The Congressional Budget Office believes that solely because Republicans would repeal the A.C.A.’s individual mandate, by 2026, more than 15 million fewer people will buy health insurance, regardless of what senators do to direct more financial assistance to the poor and the vulnerable. That’s not a flaw in the Senate bill; it’s a flaw in the C.B.O.’s methods.
The CBO estimates that 15 million fewer people will buy insurance, because the GOP’s bill will make it impossible for many millions of people to buy “health insurance” in any economically meaningful sense:
Under Obamacare, insurers cover a large portion of out-of-pocket costs for individuals making up to 250 percent of the federal poverty level — about $30,000 for an individual and $61,000 for a family of four. In exchange, the federal government reimburses them for the difference. The theory is that customers in this income range would otherwise struggle to benefit from a silver plan with deductibles of $7,500.

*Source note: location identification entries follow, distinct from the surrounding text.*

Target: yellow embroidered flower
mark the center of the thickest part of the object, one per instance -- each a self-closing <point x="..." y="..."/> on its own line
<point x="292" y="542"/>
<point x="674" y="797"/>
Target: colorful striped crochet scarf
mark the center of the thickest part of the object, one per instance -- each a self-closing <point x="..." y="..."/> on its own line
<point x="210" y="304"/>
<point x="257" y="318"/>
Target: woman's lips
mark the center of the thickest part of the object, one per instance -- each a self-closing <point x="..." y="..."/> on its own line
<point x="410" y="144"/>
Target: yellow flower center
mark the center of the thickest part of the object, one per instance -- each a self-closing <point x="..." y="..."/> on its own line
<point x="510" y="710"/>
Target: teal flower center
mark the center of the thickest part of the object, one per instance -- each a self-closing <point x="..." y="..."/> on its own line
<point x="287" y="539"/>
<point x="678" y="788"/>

But the House and Senate bills each eliminate these cost-sharing provisions — and the effects would be dramatic, according to a Kaiser Family Foundation analysis. If you’re an individual making around $18,000 a year, your effective deductible would be about $255 under Obamacare. Under the Senate bill, though, that number would jump to over $6,000 — almost 24 times higher.
People who make $18,000 per year have an after-tax income of about $1,250 per month. Under the GOP plan, these people will be required to pay nearly half their total expendable income in deductibles, if they should make a poor lifestyle choice, like getting sick or injured, and then decide to try to get medical treatment.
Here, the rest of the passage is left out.